Coney Island is an interesting place, a collection of small amusement parks all backed up against each other with very little to differentiate them except ticket booths. The rides are a mix of period piece carnival rides that look like they've been painted a few thousand times, with inch thick enamel that is still peeling off, and modern fiberglass style attractions that you can probably find in any county fair around the US. Interspersed into that are the two landmark rides, the Wonder Wheel, and the Cyclone. The Wonder Wheel is a Ferris wheel of sorts, except every other car is on a looped track so that as the wheel turns the car rocks back and forth in a dizzying motion. It is the only one of it's kind in the world. The Cyclone is also a historic ride, standing in the space where the world's first roller coaster stood, and it is still ranked as one of the best coasters in the world. All of this together is a bizarre mix of modern and past, tacky and fascinating, beautiful, ugly and ugly/beautiful, all at once. It's such a bizarre place.

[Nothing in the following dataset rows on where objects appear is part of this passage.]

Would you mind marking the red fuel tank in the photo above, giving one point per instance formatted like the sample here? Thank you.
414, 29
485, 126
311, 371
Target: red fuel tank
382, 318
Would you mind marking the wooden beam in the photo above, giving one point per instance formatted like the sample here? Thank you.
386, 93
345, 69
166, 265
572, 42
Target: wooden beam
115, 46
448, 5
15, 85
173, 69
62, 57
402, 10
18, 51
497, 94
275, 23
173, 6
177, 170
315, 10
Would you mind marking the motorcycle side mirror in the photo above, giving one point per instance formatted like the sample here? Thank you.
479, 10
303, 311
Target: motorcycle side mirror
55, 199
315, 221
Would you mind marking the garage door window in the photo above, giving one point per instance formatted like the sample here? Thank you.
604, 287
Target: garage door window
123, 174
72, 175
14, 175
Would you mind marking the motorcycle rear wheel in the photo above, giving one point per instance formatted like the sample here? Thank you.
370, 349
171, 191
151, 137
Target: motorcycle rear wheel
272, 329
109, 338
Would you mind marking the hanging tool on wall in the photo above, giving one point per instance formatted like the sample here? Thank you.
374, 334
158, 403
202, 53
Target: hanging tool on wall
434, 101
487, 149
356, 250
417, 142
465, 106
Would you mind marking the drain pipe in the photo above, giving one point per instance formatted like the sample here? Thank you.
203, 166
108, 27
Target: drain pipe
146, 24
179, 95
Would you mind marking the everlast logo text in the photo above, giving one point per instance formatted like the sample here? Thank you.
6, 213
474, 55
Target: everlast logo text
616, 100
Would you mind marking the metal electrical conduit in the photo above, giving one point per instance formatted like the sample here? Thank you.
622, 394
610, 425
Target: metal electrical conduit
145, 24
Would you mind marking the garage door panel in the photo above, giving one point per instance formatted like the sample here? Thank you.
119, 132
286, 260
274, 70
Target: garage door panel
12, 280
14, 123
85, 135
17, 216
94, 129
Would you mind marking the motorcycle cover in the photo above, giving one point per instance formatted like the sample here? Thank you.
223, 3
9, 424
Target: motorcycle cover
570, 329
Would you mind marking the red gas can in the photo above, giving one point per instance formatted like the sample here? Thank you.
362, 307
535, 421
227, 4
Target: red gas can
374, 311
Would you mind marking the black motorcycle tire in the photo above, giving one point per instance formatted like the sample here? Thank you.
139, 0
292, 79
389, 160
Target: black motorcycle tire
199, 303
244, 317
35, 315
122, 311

Out on the boardwalk is the usual mix of beach stores selling tee-shirts and sun lotion, bars and beach food vendors selling everything you can imagine fried, and/or stuck on a stick. But the real attraction is the people. Beach bums, loud Dominican mother's, women in bikini's dancing on stilts, drag queens, burlesque dancers, screaming kids, carny workers, sideshow freaks... everybody is welcome in Coney Island and no one feels out of place. It is one of the best places to people watch that I have ever seen.
But now it's over. This is the last year of Coney Island. The area has been purchased by a real estate developer. They promise that they aren't planning to put in shoebox condos. In fact they are cleaning space and bringing in a semi-permanent circus for the summer, the first time that a real circus has been in residence there in decades, but people still worry. The Wonder Wheel and the Cyclone won't go anywhere because they are registered landmarks, but the rest have no guarantees. All those decisions will be revealed to the public at the end of the season. It's been a much talked about event here in the city as you can imagine. It may be the final straw that gets the people motivated to fight harder against what is happening to the city, we'll see. In the meantime the biggest question what happens to the residents and workers? There are men who have been operating the major attraction rides for nearly 40 years, and that type of job can't have much of a retirement plan. Besides that where else can you go to see the variety of people and events that Coney Island collapses into a single location. Sure all those people I mentioned will go on, out there in the world somewhere... but not as one. Not as a collection so easily accessible, and that's sad. It's a culture that going away, not just a place.
My advice... if you can get here before the summer is over, you should. It really is just a day trip and you can easily fit it into a schedule for any other trip to the city that you might be planning. Come, see Sodom before it falls.